As a consequence of the failed study, Bayer has recommended that no new patients be prescribed copanlisib. However, the company is exploring access options for patients who are currently receiving Aliqopa and have shown a favorable response to the treatment. Bayer is considering continuing treatment for these patients if their physician supports the decision and if there are no suitable alternative treatments available.

Bayer’s decision to withdraw copanlisib from the market is part of a larger trend in the FDA’s approach towards PI3K inhibitors. Other drugs in this class, such as umbralisib and idelalisib, have already been pulled from the market or had indications withdrawn due to safety concerns and potential overall survival (OS) detriment. The FDA’s Oncologic Drugs Advisory Committee has also made it clear that future applications for PI3K inhibitors in hematologic cancers should be supported by randomized trial data.

The FDA initially granted accelerated approval to copanlisib in 2017 based on data from the phase II CHRONOS-1 trial. This trial showed promising results, with the PI3K inhibitor inducing responses in 59% of patients and complete responses in 14%. The median duration of response was 12.2 months. However, the subsequent phase III CHRONOS-3 trial, which evaluated the addition of copanlisib to rituximab in relapsed indolent non-Hodgkin’s lymphoma, raised concerns. While the trial demonstrated improved PFS with the combination therapy, there was no significant benefit in overall survival for either the overall population or the follicular lymphoma subgroup.

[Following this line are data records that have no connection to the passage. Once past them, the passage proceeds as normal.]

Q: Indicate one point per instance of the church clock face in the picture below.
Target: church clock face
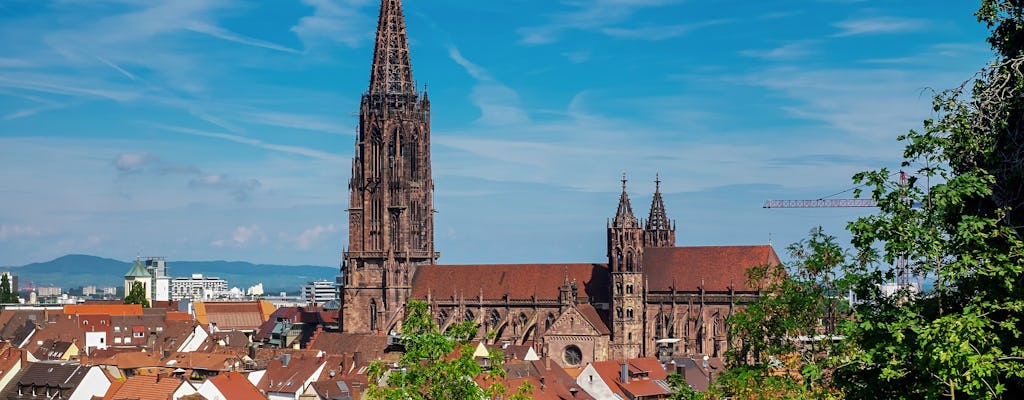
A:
(572, 355)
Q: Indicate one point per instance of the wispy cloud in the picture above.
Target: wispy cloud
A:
(297, 150)
(660, 32)
(335, 21)
(879, 26)
(792, 50)
(240, 189)
(221, 33)
(499, 104)
(299, 121)
(243, 235)
(311, 236)
(600, 15)
(17, 231)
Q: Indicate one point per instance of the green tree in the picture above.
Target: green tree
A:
(137, 295)
(7, 296)
(964, 337)
(435, 365)
(781, 341)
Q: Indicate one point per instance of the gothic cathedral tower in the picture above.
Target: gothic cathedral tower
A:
(659, 230)
(626, 261)
(390, 214)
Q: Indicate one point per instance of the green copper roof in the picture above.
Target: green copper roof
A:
(137, 270)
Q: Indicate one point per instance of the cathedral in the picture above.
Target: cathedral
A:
(648, 298)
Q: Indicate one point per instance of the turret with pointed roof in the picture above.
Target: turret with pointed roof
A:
(659, 231)
(137, 270)
(391, 213)
(624, 216)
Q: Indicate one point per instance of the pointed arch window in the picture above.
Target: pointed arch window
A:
(441, 318)
(495, 317)
(373, 314)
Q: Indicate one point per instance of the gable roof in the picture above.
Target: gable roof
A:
(144, 388)
(235, 386)
(233, 315)
(289, 371)
(53, 374)
(646, 376)
(519, 281)
(716, 267)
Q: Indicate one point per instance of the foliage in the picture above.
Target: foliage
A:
(780, 341)
(963, 338)
(137, 295)
(435, 365)
(7, 295)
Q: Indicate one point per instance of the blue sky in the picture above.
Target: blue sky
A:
(223, 129)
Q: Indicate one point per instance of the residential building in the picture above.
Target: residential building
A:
(648, 297)
(198, 286)
(320, 292)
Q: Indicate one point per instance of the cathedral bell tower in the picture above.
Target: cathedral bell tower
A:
(626, 262)
(390, 213)
(659, 230)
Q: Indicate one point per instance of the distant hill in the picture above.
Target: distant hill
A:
(81, 270)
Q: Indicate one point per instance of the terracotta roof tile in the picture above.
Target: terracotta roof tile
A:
(105, 309)
(235, 386)
(645, 374)
(145, 388)
(519, 281)
(717, 267)
(370, 347)
(593, 317)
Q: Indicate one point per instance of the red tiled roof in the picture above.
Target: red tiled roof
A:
(716, 267)
(643, 372)
(590, 313)
(290, 378)
(235, 386)
(145, 388)
(519, 281)
(371, 347)
(104, 309)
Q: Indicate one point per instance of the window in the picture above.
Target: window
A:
(572, 355)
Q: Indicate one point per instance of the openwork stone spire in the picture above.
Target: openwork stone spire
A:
(392, 71)
(624, 216)
(659, 231)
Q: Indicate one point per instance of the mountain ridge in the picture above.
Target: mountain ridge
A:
(75, 270)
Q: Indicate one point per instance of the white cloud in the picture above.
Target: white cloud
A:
(16, 231)
(242, 236)
(879, 26)
(499, 104)
(334, 21)
(310, 236)
(786, 51)
(588, 15)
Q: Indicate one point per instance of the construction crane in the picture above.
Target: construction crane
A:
(903, 272)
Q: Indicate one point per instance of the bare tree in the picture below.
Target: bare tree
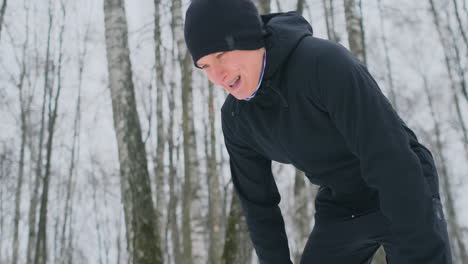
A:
(140, 218)
(25, 105)
(159, 158)
(173, 199)
(388, 64)
(460, 22)
(456, 235)
(2, 15)
(238, 246)
(263, 6)
(66, 249)
(300, 6)
(354, 26)
(449, 65)
(329, 12)
(189, 145)
(214, 195)
(53, 99)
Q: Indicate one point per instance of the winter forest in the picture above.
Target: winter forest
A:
(111, 149)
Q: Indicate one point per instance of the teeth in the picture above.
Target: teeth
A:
(235, 80)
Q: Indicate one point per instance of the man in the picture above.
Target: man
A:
(305, 101)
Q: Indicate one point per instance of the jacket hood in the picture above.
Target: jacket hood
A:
(283, 32)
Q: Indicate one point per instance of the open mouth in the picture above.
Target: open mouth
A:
(235, 84)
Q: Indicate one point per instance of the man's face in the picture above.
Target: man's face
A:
(237, 71)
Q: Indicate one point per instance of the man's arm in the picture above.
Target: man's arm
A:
(259, 196)
(374, 132)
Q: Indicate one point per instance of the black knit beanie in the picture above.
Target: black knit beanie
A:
(222, 25)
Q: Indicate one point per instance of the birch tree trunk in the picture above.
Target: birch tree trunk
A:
(173, 199)
(300, 6)
(301, 216)
(159, 159)
(355, 29)
(2, 16)
(140, 217)
(25, 102)
(354, 26)
(263, 6)
(388, 65)
(41, 243)
(66, 249)
(238, 246)
(455, 232)
(189, 145)
(449, 65)
(214, 195)
(329, 12)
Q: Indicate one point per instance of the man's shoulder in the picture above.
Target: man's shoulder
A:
(313, 49)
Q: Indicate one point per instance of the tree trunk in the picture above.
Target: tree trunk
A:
(301, 216)
(448, 65)
(159, 158)
(354, 26)
(172, 214)
(330, 20)
(238, 246)
(457, 60)
(355, 29)
(140, 217)
(300, 6)
(24, 112)
(388, 65)
(455, 232)
(2, 16)
(41, 242)
(189, 144)
(214, 196)
(65, 248)
(263, 6)
(460, 22)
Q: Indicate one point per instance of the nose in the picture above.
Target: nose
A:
(219, 74)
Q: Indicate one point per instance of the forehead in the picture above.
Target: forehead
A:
(207, 58)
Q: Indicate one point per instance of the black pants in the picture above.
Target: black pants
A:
(355, 240)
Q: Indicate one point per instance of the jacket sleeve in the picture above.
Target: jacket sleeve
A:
(259, 196)
(374, 132)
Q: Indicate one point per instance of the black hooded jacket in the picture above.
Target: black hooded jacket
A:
(319, 109)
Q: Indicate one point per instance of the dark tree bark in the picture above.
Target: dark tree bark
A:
(354, 26)
(173, 225)
(214, 195)
(191, 180)
(388, 64)
(140, 217)
(449, 65)
(238, 246)
(159, 158)
(2, 15)
(329, 12)
(41, 242)
(263, 6)
(455, 233)
(25, 103)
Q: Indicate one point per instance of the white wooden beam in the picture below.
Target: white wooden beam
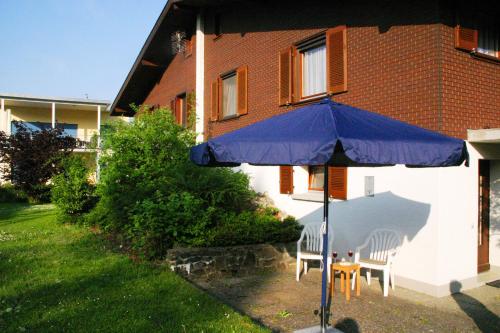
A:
(9, 121)
(200, 77)
(99, 120)
(3, 116)
(98, 152)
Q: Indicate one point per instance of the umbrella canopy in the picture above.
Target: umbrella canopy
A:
(329, 133)
(333, 133)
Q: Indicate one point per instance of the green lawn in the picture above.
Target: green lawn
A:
(56, 278)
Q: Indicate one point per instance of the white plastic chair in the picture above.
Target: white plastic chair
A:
(312, 236)
(383, 247)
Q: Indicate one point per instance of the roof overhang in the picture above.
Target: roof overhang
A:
(154, 57)
(156, 53)
(47, 99)
(487, 135)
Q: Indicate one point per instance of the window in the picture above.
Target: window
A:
(314, 67)
(316, 177)
(229, 95)
(188, 46)
(481, 42)
(313, 61)
(217, 27)
(488, 40)
(68, 129)
(181, 110)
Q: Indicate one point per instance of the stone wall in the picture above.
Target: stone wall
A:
(233, 260)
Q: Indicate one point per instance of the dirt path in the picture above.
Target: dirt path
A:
(283, 304)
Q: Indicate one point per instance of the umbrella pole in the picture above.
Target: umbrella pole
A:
(324, 281)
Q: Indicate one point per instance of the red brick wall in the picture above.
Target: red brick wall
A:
(471, 90)
(178, 78)
(392, 72)
(401, 63)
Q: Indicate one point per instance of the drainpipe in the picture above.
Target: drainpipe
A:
(53, 115)
(98, 150)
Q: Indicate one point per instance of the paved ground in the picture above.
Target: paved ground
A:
(279, 302)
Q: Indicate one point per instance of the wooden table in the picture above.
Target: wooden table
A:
(345, 279)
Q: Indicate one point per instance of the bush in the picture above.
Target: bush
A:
(30, 158)
(151, 192)
(8, 194)
(72, 193)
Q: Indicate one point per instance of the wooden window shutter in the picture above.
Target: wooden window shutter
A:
(286, 179)
(220, 116)
(172, 106)
(465, 38)
(242, 90)
(285, 76)
(336, 63)
(337, 182)
(214, 100)
(178, 110)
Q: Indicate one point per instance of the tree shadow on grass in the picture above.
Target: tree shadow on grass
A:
(484, 319)
(9, 210)
(109, 293)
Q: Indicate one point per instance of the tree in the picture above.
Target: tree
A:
(30, 158)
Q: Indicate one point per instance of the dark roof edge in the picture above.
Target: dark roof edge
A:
(137, 61)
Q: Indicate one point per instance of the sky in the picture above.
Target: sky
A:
(71, 48)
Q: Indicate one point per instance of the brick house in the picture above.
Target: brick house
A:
(435, 64)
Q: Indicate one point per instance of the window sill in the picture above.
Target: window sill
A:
(309, 100)
(312, 196)
(482, 56)
(227, 118)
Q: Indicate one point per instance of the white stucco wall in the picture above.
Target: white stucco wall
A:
(434, 209)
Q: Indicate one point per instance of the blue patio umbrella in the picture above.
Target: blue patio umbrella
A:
(330, 133)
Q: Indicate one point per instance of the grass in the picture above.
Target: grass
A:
(63, 278)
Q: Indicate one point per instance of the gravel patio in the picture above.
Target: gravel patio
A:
(277, 301)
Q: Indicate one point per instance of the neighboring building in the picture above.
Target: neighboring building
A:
(435, 64)
(79, 118)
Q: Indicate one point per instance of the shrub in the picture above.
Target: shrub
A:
(151, 192)
(72, 193)
(8, 194)
(30, 158)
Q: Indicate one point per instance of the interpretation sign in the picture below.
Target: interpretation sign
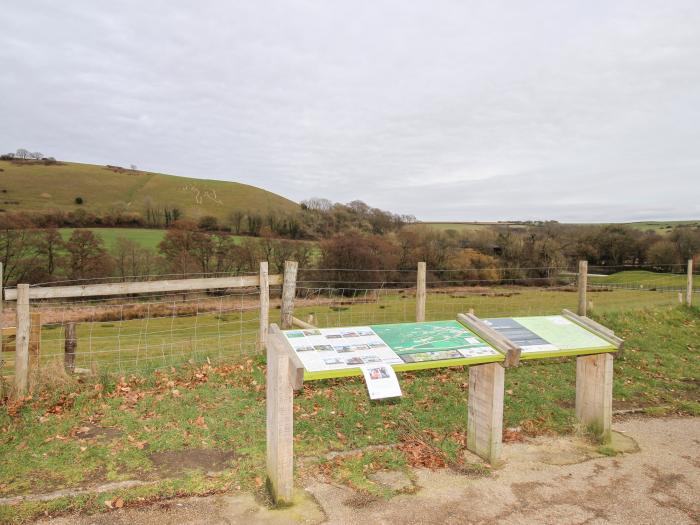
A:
(381, 381)
(338, 352)
(549, 336)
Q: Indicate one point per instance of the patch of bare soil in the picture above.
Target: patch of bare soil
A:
(172, 463)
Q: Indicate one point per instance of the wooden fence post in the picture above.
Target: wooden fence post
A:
(420, 293)
(280, 421)
(594, 378)
(2, 298)
(582, 286)
(70, 345)
(485, 411)
(264, 304)
(689, 292)
(22, 340)
(289, 287)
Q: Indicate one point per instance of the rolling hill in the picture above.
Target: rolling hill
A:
(38, 187)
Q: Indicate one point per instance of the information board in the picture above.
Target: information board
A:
(549, 336)
(338, 352)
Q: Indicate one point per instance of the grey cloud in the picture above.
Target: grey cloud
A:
(446, 110)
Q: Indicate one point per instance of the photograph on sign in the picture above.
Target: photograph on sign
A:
(548, 334)
(381, 381)
(329, 349)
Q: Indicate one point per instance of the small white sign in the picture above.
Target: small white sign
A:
(381, 381)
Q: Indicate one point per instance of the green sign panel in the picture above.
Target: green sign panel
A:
(549, 336)
(338, 352)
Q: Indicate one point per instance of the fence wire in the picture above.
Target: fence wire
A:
(146, 332)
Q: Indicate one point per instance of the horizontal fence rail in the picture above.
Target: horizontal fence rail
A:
(107, 289)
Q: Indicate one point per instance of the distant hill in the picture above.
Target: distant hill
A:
(34, 186)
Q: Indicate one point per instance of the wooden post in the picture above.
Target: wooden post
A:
(280, 421)
(2, 298)
(35, 341)
(485, 412)
(70, 345)
(420, 293)
(582, 286)
(689, 292)
(264, 304)
(22, 340)
(594, 375)
(289, 287)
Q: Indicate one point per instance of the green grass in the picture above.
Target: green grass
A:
(223, 408)
(642, 279)
(146, 238)
(160, 339)
(39, 188)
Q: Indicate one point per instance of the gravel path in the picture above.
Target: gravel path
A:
(545, 480)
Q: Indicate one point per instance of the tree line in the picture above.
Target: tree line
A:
(527, 254)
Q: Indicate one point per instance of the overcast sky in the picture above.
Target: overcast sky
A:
(577, 111)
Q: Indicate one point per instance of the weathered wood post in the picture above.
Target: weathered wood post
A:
(420, 293)
(486, 392)
(22, 340)
(689, 291)
(69, 346)
(594, 377)
(285, 373)
(485, 411)
(289, 287)
(35, 341)
(264, 304)
(2, 298)
(582, 286)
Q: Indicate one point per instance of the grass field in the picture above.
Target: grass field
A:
(53, 440)
(37, 187)
(642, 279)
(661, 227)
(146, 238)
(161, 339)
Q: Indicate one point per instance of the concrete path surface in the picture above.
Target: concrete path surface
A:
(544, 480)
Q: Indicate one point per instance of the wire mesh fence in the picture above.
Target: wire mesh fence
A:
(133, 333)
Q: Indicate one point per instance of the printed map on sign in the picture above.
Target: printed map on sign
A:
(551, 335)
(336, 352)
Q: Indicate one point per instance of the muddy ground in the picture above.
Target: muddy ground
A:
(544, 480)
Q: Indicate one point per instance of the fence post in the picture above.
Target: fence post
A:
(420, 293)
(289, 287)
(582, 286)
(2, 298)
(264, 304)
(280, 421)
(689, 292)
(69, 346)
(22, 340)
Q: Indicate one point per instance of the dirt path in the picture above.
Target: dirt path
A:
(546, 480)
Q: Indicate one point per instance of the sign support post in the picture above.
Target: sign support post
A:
(485, 411)
(594, 375)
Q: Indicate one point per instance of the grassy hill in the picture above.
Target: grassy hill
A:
(37, 187)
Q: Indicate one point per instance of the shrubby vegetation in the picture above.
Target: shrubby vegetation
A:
(34, 253)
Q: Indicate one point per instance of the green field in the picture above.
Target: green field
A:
(52, 441)
(641, 279)
(661, 227)
(35, 187)
(162, 339)
(146, 238)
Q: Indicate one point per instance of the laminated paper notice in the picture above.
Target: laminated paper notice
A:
(381, 381)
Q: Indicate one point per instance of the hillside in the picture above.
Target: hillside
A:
(37, 187)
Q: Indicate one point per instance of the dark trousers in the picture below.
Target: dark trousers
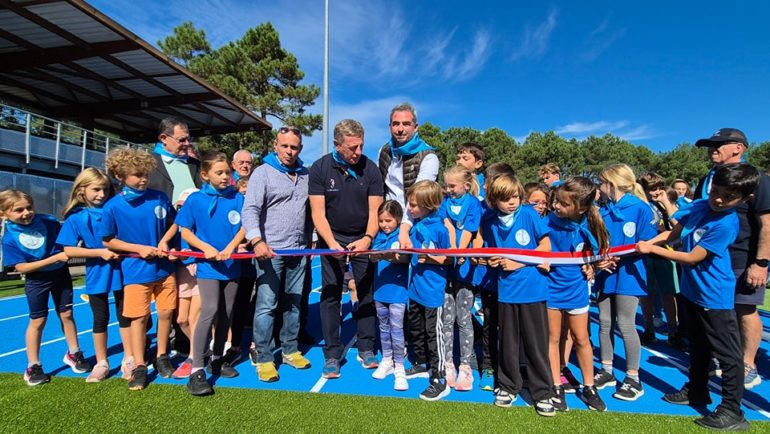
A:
(524, 327)
(332, 271)
(489, 347)
(715, 332)
(426, 335)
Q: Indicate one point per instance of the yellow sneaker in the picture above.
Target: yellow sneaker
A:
(296, 360)
(267, 372)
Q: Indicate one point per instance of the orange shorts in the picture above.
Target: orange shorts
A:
(137, 297)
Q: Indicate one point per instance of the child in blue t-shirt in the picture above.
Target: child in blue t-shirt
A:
(139, 221)
(29, 246)
(628, 219)
(576, 227)
(461, 211)
(210, 222)
(390, 296)
(706, 229)
(522, 295)
(427, 284)
(91, 190)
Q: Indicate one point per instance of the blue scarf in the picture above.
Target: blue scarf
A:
(577, 229)
(131, 194)
(272, 160)
(463, 202)
(385, 241)
(413, 146)
(30, 238)
(215, 194)
(338, 158)
(167, 156)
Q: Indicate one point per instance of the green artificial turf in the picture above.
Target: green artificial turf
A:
(72, 405)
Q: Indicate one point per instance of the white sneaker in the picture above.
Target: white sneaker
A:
(401, 383)
(384, 369)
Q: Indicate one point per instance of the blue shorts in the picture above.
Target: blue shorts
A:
(38, 286)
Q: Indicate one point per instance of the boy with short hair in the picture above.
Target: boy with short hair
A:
(706, 229)
(140, 221)
(471, 156)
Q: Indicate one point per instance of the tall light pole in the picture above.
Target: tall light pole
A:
(325, 142)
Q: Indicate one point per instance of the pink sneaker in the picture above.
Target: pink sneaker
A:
(464, 378)
(183, 371)
(450, 374)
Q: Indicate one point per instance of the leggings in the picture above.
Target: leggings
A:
(458, 306)
(621, 309)
(100, 306)
(391, 318)
(217, 298)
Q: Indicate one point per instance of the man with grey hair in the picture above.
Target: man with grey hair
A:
(345, 190)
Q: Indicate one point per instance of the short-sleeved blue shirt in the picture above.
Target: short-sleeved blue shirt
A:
(633, 221)
(216, 228)
(143, 221)
(79, 230)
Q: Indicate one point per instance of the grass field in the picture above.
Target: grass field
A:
(71, 405)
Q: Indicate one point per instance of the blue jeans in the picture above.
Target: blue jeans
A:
(279, 289)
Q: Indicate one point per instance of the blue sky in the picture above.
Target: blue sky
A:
(655, 73)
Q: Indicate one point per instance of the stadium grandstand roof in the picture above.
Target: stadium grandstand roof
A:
(66, 60)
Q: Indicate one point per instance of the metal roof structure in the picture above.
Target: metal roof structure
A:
(67, 60)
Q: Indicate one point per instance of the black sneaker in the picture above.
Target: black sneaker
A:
(630, 390)
(603, 379)
(683, 397)
(34, 375)
(197, 384)
(138, 378)
(591, 397)
(163, 366)
(415, 371)
(545, 408)
(559, 400)
(723, 420)
(436, 390)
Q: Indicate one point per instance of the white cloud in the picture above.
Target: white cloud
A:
(535, 40)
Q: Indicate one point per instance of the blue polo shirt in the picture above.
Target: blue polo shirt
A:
(628, 221)
(527, 284)
(32, 242)
(143, 221)
(215, 220)
(390, 278)
(79, 230)
(427, 284)
(567, 285)
(711, 282)
(346, 197)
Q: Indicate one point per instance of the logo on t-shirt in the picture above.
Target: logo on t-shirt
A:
(160, 212)
(32, 240)
(234, 217)
(522, 237)
(629, 229)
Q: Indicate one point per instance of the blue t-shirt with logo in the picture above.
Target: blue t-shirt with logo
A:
(390, 278)
(522, 230)
(142, 220)
(79, 230)
(215, 220)
(427, 283)
(628, 221)
(711, 282)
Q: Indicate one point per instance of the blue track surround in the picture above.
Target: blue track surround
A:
(663, 369)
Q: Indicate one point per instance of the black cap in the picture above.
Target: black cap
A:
(725, 135)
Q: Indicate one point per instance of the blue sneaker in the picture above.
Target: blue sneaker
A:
(487, 380)
(751, 377)
(331, 369)
(368, 359)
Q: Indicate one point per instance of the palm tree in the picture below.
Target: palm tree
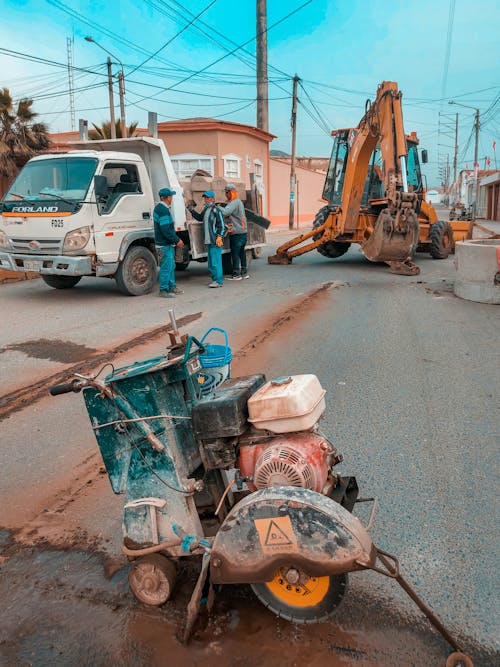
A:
(104, 131)
(20, 137)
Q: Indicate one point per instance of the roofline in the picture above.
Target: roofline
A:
(211, 124)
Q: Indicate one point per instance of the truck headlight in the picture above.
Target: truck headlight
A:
(4, 240)
(77, 239)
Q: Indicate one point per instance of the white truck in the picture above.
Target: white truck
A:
(89, 212)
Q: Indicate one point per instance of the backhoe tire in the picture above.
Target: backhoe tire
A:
(441, 240)
(331, 249)
(137, 273)
(61, 282)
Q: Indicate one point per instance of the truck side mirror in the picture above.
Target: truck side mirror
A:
(100, 187)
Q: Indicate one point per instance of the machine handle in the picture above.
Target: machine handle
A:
(66, 388)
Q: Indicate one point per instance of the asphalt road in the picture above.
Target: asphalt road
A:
(411, 374)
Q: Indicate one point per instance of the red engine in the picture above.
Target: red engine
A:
(292, 459)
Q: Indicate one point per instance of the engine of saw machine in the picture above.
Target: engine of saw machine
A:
(267, 431)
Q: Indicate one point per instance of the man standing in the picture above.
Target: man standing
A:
(165, 240)
(234, 212)
(214, 228)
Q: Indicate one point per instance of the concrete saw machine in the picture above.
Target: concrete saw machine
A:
(235, 473)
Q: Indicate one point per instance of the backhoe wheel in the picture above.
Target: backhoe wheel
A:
(61, 282)
(331, 249)
(152, 579)
(299, 598)
(441, 240)
(136, 274)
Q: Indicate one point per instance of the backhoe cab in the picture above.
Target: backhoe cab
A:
(372, 188)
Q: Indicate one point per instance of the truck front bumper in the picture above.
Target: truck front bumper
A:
(62, 265)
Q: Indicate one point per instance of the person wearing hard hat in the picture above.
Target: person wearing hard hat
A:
(166, 240)
(234, 213)
(214, 231)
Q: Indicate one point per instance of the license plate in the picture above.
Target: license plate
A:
(32, 265)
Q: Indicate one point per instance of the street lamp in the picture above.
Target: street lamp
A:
(476, 146)
(121, 88)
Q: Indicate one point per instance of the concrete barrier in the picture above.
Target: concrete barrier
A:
(477, 264)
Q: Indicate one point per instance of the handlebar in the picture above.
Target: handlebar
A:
(67, 387)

One of the key factors that contributed to the FDA’s concern was an early dip in the survival curve for patients receiving the combination treatment. This raised questions about the long-term efficacy and safety of copanlisib. With the failed confirmatory study and the lack of demonstrated overall survival benefit, the FDA deemed it necessary to reassess the risk-benefit profile of copanlisib.

Bayer’s decision to withdraw copanlisib from the U.S. market is a result of a failed confirmatory study and discussions with the FDA. The lack of demonstrated improvement in progression-free survival and the concerns raised regarding overall survival have led to a broader crackdown on PI3K inhibitors. Patients who are currently receiving copanlisib and have shown a favorable response to the treatment may still have access to the drug, pending their physician’s support and the absence of suitable alternative treatments. Moving forward, it is crucial for pharmaceutical companies to provide robust randomized trial data to support the approval and continued use of PI3K inhibitors in the treatment of hematologic cancers.